Here is a great workshop that helps to demonstrate and learn the pattern paradigm.

Pull-streams suggest for us to reimagine streams not as a module or as a function for data shuttling, but as something that transcends spatial linearity and situated, rather, in the dimension of time.

Eloquently, this was written in the pull-streams documentation:

There is a deeper, platonic abstraction, where a stream is just an array in time, instead of in space. And all the various streaming “abstractions” are just crude implementations of this abstract idea.

Basically if we thought about how object A reaches its destination, we might say: I will move object A to destination Z.

In pull-streams, the agent that shuttles object A to destination Z is not a kinetic force, but rather the progression of time itself. The agent, in this case, is what we can think of as a stream.

Pull-streams interprets this modal of streaming with javascript’s native callback methodology. This provides an ecosystem that is both minimalistic and compatible back to the oldest versions of javascript.

Callbacks are not dissimilar to the Promises object, which are described as a way of communication based in the dimension of time:

The Promise object is used for asynchronous computations. A Promise represents a value which may be available now, or in the future, or never.
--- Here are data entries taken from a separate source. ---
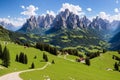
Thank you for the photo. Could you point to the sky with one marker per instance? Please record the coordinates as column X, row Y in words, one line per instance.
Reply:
column 17, row 11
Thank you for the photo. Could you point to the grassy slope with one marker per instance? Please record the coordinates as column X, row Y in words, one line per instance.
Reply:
column 62, row 69
column 66, row 70
column 16, row 49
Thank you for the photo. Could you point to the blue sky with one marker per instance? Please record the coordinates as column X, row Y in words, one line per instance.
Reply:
column 19, row 9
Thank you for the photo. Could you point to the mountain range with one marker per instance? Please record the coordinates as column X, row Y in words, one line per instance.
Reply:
column 68, row 29
column 8, row 26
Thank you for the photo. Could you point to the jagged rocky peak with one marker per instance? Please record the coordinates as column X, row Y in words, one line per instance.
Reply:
column 30, row 24
column 45, row 21
column 85, row 21
column 100, row 24
column 66, row 19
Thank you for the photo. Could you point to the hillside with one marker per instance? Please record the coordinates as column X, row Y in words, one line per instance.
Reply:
column 64, row 68
column 115, row 42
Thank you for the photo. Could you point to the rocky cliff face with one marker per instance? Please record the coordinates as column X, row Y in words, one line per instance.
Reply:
column 64, row 20
column 100, row 24
column 8, row 26
column 30, row 24
column 45, row 21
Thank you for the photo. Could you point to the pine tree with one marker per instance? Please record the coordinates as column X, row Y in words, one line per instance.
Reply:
column 17, row 58
column 26, row 60
column 53, row 62
column 116, row 66
column 21, row 56
column 46, row 58
column 32, row 66
column 0, row 51
column 6, row 57
column 87, row 61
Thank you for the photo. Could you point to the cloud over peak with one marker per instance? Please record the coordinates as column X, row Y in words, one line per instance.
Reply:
column 29, row 11
column 89, row 9
column 76, row 9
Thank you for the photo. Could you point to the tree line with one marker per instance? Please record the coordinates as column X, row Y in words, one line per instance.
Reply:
column 47, row 47
column 5, row 56
column 22, row 58
column 116, row 64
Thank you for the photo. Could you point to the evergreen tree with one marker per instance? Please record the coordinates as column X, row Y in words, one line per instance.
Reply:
column 32, row 66
column 53, row 62
column 0, row 51
column 118, row 51
column 44, row 55
column 46, row 58
column 6, row 57
column 87, row 61
column 26, row 60
column 21, row 56
column 116, row 66
column 17, row 58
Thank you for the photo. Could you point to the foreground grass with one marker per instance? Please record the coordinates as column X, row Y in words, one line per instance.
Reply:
column 30, row 52
column 62, row 69
column 66, row 70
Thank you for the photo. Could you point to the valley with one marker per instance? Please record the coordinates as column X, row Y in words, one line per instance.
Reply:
column 77, row 41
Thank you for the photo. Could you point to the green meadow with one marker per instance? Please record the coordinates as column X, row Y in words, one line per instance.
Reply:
column 63, row 69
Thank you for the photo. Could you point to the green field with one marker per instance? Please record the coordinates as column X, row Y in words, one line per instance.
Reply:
column 62, row 69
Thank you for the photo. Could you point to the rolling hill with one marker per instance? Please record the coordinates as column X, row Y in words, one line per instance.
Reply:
column 63, row 68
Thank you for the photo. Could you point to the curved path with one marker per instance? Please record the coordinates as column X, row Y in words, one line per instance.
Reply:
column 15, row 75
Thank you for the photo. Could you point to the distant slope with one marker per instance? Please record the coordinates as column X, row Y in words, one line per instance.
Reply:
column 115, row 42
column 67, row 70
column 74, row 37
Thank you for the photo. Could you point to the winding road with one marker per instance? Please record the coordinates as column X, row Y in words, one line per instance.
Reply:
column 15, row 75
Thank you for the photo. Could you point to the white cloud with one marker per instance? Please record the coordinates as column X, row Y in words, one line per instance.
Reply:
column 103, row 15
column 17, row 22
column 111, row 18
column 8, row 16
column 117, row 1
column 30, row 10
column 23, row 7
column 51, row 13
column 116, row 10
column 89, row 9
column 76, row 9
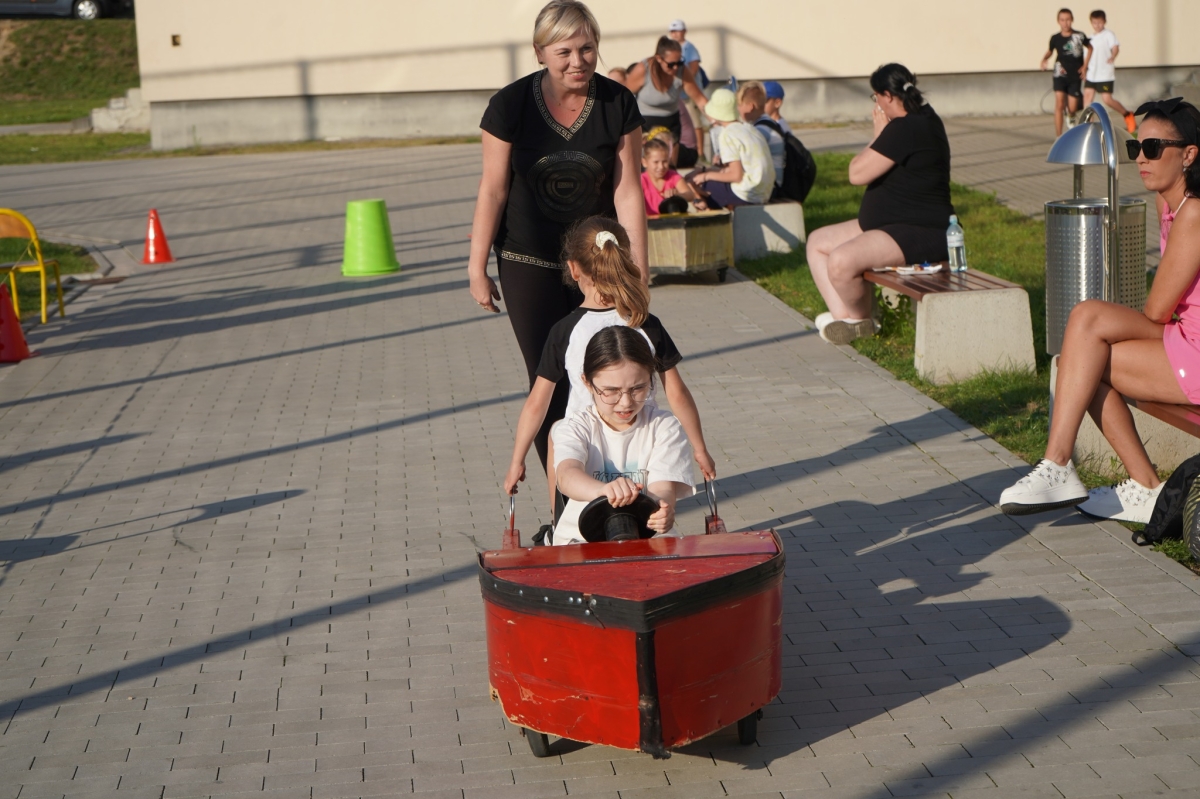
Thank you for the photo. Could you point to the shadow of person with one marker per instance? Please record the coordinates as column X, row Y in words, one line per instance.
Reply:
column 17, row 552
column 883, row 607
column 23, row 550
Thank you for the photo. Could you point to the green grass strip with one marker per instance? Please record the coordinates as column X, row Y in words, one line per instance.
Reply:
column 1013, row 408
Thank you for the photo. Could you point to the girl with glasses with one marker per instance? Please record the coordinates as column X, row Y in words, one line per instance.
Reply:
column 621, row 445
column 660, row 83
column 598, row 260
column 1110, row 352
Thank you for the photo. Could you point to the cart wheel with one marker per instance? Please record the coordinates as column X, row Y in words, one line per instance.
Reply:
column 539, row 743
column 748, row 728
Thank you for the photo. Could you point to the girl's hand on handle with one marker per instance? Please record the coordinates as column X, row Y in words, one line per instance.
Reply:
column 622, row 492
column 661, row 520
column 485, row 293
column 515, row 475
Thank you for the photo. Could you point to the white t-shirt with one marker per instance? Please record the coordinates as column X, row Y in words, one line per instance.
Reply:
column 1098, row 67
column 654, row 449
column 775, row 144
column 743, row 142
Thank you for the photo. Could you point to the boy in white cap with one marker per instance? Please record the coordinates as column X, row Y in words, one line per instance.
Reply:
column 747, row 175
column 678, row 31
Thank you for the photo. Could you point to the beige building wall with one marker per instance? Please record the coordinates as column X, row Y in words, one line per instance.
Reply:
column 244, row 48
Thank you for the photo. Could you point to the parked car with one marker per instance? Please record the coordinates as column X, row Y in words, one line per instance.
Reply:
column 77, row 8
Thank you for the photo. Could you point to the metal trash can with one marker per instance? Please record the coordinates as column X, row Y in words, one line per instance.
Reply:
column 1075, row 258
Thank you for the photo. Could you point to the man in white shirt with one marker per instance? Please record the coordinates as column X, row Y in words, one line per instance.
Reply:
column 1101, row 70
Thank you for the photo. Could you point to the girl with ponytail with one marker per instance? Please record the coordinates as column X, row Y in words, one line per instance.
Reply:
column 598, row 259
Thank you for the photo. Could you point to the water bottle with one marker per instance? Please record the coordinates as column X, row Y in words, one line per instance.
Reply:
column 955, row 244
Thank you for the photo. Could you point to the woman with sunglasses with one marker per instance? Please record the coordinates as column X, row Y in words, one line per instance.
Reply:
column 1110, row 350
column 659, row 83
This article won’t go any further into callbacks or promises, but here is an excellent talk on the history of promises that dives into the origin and theory of how promises were developed.

Conclusion

Node.js provides an interface for developers to build connection links between different libraries and modules. As you have learned, from version to version, there are specific tricks and corners to watch out for when building your own streams.

We have seen how streams have evolved over the years to become more efficient, and easier to implement. And while, most of the ways we think about streams are mechanical and event-based, we know there is a different possibility out there in pull-streams.

I hope this series helped to formulate a broadened understanding of streams — from a practical, historical, and finally, metaphysical point of view.

Thanks for reading, and keep on streaming on!

Finally, one ginormous and warm shoutout to Myles Borins and Matteo Collina for fact-checking and going over this piece with me. You guys rock.